The Power of Narrative Storytelling: How podcasts as an arts-based practice enhance solidarity and social activism in adult education


DATE
Thursday April 28, 2022
TIME
12:15 PM - 2:00 PM
Location
Online via Zoom

The Power of Narrative Storytelling: How podcasts as an arts-based practice enhance solidarity and social activism in adult education

Thursday, April 28, 2022
12:15pm- 2:00pm — Pacific Time (PT) 
Location: Online via Zoom
Free & open to the public. To register, fill out the RSVP form below.
This event is co-sponsored by the UBC Centre for Migration Studies Community-University Partnerships

[Abstract]

This presentation emerges from a podcast hosted by the Centre for Migration at the University of British Columbia (UBC) in 2021. In this discussion, we explore how podcasts offer a unique and often under-researched arts-based medium that can be used as a form of creative expression to tell stories, build dialogue, and create solidarity. We argue that podcasts offer benefits and learnings not only to the listeners but also to participants who are part of the creation process. We conclude that the podcast created spaces of disruption, public pedagogy, and praxis.

[Bios] 

Amea Wilbur is an Assistant Professor at the University of the Fraser Valley. She received an Ed.D. from the University of British Columbia in 2015. In 2017, she received the AMSSA Award for her work with marginalized populations and for innovative programming that supports diversity and promotes integration.

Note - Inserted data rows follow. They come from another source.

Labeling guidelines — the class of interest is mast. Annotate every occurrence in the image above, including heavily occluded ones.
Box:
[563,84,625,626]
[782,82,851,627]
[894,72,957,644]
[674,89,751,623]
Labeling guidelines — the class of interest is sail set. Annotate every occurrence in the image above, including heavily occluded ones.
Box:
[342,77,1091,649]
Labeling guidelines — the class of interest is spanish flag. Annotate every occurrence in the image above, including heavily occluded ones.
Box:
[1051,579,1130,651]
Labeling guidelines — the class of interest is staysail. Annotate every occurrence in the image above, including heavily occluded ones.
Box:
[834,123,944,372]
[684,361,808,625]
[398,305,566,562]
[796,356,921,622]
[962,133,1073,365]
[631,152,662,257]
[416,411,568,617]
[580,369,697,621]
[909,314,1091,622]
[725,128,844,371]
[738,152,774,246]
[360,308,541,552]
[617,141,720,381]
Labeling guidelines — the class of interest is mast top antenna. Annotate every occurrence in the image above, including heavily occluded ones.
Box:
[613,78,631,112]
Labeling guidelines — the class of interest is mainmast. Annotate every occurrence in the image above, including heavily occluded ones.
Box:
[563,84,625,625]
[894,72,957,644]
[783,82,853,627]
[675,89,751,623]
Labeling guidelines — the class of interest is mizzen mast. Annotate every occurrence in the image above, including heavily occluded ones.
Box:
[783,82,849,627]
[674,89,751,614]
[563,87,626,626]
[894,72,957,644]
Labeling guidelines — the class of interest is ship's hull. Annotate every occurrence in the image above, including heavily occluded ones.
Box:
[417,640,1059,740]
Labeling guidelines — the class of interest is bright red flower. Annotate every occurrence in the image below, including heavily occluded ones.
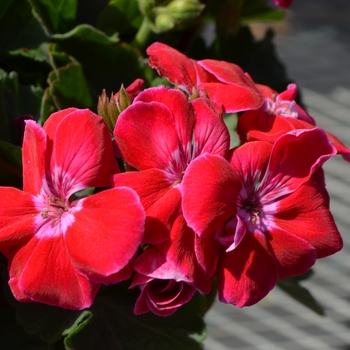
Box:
[183,128,342,307]
[273,0,293,9]
[0,108,145,309]
[237,84,350,162]
[114,87,230,293]
[131,247,196,316]
[147,43,264,113]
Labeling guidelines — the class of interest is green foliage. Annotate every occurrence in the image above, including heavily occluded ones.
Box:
[6,283,207,350]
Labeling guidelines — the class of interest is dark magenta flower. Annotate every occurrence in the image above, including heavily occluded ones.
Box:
[147,43,264,113]
[183,128,342,307]
[0,108,145,309]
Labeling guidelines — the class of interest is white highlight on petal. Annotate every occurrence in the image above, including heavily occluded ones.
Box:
[33,190,84,239]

Zahida Rahemtulla is an emerging writer of fiction and theatre. Her plays, The Wrong Bashir and The Frontliners are currently in development in Vancouver. She has worked in Vancouver’s immigrant and refugee non-profit sector for several years in the areas of housing, employment, and literacy and is currently completing an MA in Adult Education at the University of Toronto.

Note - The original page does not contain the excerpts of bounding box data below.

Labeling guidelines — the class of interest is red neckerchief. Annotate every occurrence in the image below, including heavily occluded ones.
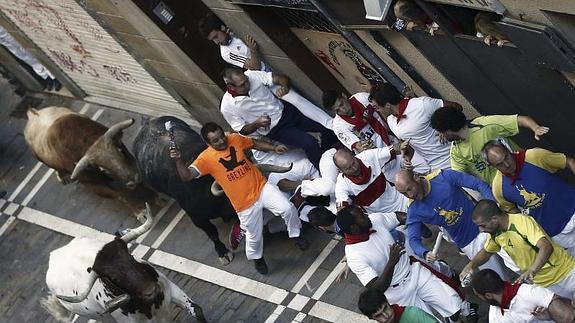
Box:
[343,157,371,185]
[499,282,521,315]
[343,230,377,245]
[396,98,410,123]
[503,150,525,184]
[226,85,250,98]
[339,97,390,146]
[391,304,405,323]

Emily Amburgey is a doctoral candidate in Anthropology at the University of British Columbia, Vancouver, Canada. She is a socio-cultural anthropologist, and her work explores the impacts of  climate change and labour migration in high altitude regions of Nepal’s Himalaya. She is also an affiliate of the Centre for Migration Studies at UBC.

Shanga Karim was a journalist and women’s activist in Kurdistan where she worked in the humanitarian sector as she focused on violence against women, honor killing, and female genital mutilation. Shanga is a Vancouver local coordinator for the Shoe project (https://theshoeproject.online/about-the-shoe- project). She has a passion for writing and writes stories for other websites, and one of her stories has been selected as the best to be published by The Vancouver Writers Fest.

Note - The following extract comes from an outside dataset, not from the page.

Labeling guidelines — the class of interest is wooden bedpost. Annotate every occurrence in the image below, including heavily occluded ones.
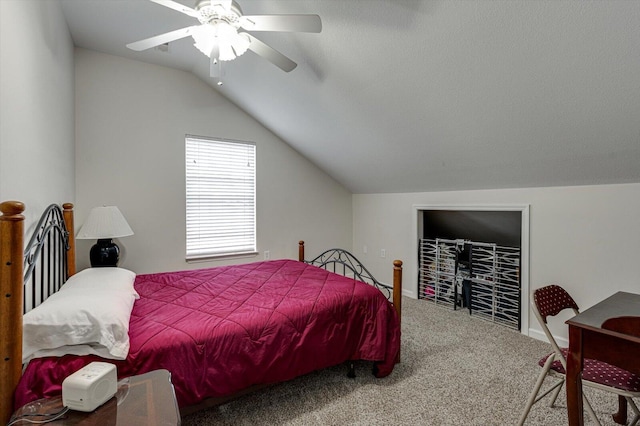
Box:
[393,260,402,362]
[62,203,76,277]
[0,201,24,424]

Diary Khalid Marif is an Iraqi Kurdish journalist. He has a master’s degree in History from Pune University in India. He worked with a TV channel (KNN or KNNC) in his home country as a documentary researcher. He later moved to Vancouver, Canada in 2017 and he has been writing nonfiction in English. He joined SNtC given that he wants people to know about his stories and interact with Canadian writers.

Camille McMillan Rambharat, from Trinidad and Tobago, is known for getting into “Good Trouble”. She’s married to a politician; a mother of 3 leaders; a career development coach, activist and workplace bullying and harassment survivor. Camille advocates for fair and transparent reporting and investigation policies in the workplace and leadership that puts an end to bullying and harassment.